Selain potensi pertanian, Kelurahan Kumelembuai, Kecamatan Tomohon Timur juga terkenal dengan keindahan panorama alamnya. Nampak papan petunjuk arah ke objek wisata Bukit Tintingon, Air Terjun Ranowawa dan Bukit Tetatana (kendati Bukit Tetetana masuk wilayah Kabupaten Minahasa). (Foto: PUBLIKREPORT.com)
Selain potensi pertanian, Kelurahan Kumelembuai, Kecamatan Tomohon Timur juga terkenal dengan keindahan panorama alamnya. Nampak papan petunjuk arah ke objek wisata Bukit Tintingon, Air Terjun Ranowawa dan Bukit Tetatana (kendati Bukit Tetetana masuk wilayah Kabupaten Minahasa). (Foto: PUBLIKREPORT.com)

Meminang Wanita Kumelembuai

Matahari mulai turun ke peraduannya.
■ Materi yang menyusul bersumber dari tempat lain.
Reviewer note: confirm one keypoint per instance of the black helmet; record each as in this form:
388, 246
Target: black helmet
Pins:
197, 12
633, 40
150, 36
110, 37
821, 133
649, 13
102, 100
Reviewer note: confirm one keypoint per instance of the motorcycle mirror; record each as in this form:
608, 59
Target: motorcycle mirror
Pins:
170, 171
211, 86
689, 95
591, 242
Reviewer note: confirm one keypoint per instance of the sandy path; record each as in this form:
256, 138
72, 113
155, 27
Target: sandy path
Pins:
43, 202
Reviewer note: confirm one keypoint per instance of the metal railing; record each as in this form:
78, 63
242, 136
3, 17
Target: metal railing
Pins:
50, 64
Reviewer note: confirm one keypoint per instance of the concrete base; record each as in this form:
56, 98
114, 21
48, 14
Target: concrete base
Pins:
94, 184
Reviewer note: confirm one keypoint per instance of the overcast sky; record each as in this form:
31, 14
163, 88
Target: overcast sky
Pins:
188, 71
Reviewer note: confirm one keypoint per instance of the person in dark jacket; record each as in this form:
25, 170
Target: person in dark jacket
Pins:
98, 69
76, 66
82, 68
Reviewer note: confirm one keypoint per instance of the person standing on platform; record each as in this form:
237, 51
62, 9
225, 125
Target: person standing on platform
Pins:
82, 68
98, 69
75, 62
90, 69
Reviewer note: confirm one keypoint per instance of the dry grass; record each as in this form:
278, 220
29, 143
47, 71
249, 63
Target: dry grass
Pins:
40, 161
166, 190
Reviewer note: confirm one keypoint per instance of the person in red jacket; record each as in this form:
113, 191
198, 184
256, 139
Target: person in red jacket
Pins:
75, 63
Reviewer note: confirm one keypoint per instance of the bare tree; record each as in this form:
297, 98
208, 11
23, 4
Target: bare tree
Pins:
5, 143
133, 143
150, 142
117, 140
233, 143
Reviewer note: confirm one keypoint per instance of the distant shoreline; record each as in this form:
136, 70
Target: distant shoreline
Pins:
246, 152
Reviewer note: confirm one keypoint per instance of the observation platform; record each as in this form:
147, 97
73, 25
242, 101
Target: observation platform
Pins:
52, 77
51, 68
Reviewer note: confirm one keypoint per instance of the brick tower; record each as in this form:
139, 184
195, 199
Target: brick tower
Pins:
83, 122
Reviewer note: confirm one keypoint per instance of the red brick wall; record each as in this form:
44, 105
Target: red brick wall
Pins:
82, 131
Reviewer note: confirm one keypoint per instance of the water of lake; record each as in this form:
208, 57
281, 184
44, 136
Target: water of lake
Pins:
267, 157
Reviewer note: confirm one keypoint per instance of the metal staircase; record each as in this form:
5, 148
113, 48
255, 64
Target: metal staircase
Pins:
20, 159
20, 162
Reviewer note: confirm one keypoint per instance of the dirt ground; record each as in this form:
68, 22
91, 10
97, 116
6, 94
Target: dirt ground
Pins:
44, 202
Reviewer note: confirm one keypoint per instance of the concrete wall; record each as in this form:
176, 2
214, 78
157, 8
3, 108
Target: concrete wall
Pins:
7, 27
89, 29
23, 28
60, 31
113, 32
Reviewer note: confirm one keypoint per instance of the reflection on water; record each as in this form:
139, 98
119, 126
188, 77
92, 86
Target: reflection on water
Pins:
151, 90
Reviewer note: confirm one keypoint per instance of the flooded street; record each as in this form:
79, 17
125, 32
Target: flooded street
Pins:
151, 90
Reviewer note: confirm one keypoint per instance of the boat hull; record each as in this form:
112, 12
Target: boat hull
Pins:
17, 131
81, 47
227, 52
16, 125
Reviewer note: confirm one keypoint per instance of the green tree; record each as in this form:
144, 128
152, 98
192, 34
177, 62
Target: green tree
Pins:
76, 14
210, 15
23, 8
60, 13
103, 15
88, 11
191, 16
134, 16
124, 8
Gelap pun perlahan-lahan menyelimuti Kumelembuai, kampung indah (kelurahan) yang ada di ujung timur Kota Tomohon.

Beberapa warga berleha-leha di teras rumah menunggu makan malam, setelah penat seharian bergelut di kebun sayur (hortikultura) mereka. Mereka bercakap-cakap riang dengan anggota keluarga, sahabat, sanak saudara, seraya menyeruput minuman yang tersedia. Sesekali gelak tawa terdengar.

Hari itu, di salah satu rumah berkumpul banyak orang, bahkan para tokoh masyarakat/agama di kampung itu ada. Di rumah itu suasana nampak serius, namun penuh keceriaan. Ada apa gerangan?

Antar Pakean

Rumah itu ternyata milik orang tua dari salah satu perjaka yang akan menikah. Malam itu, anak muda yang akan menikah ini bersama orang tua, sanak saudara, sahabat dan para tokoh masyarakat/agama akan ke calon pengantin yang akan menjadi pasangan hidup.

Tiba waktunya mereka keluar rumah. Beriring-iringan mereka jalan kaki sambil membawa berbagai perabotan dan lain-lain. Meriah! Sebab iring-iringan disertai musik bambu maupun maengket dan adat budaya Minahasa lainnya.

“Rombongan akan ke rumah calon pengantin wanita. Ada yang dibawa rombongan ini, seperti lemari dan isinya serta tempat tidur dan lain-lain. Tradisi ini disebut ‘antar pakean’,” jelas Johny Pangemanan, Tokoh Masyarakat Kelurahan Kumelembuai, Kecamatan Tomohon Timur, Kota Tomohon, Provinsi Sulawesi Utara (Sulut) saat berbincang dengan publikreport.com.

Geografis Kumelembuai yang jalannya naik turun seakan tak melelahkan iring-iringan kelompok orang yang memanggul (memikul) berbagai perlengkapan. Tak berapa lama tibalah mereka di sebuah rumah milik orang tua, perawan yang akan menikah.

Iring-iringan disambut dengan dengan ramah dan dipersilahkan masuk. Terjadi pembicaraan antara perwakilan keluarga laki-laki dan pihak perempuan. Tamu yang datang pun dijamu dengan berbagai penganan dan minuman. Pembicaraan nampak serius, namun santai dan riang.

Gelak tawa diantara asap yang mengepul dari bibir-bibir para perokok sambil menyeruput kopi hitam, sementara yang lain menikmati minuman saguer (air nira).

Barang-barang yang dibawa dimasukkan dalam rumah, kemudian dimasukkan dalam sebuah kamar. Beberapa orang mengatur barang-barang itu di kamar, hingga selesai.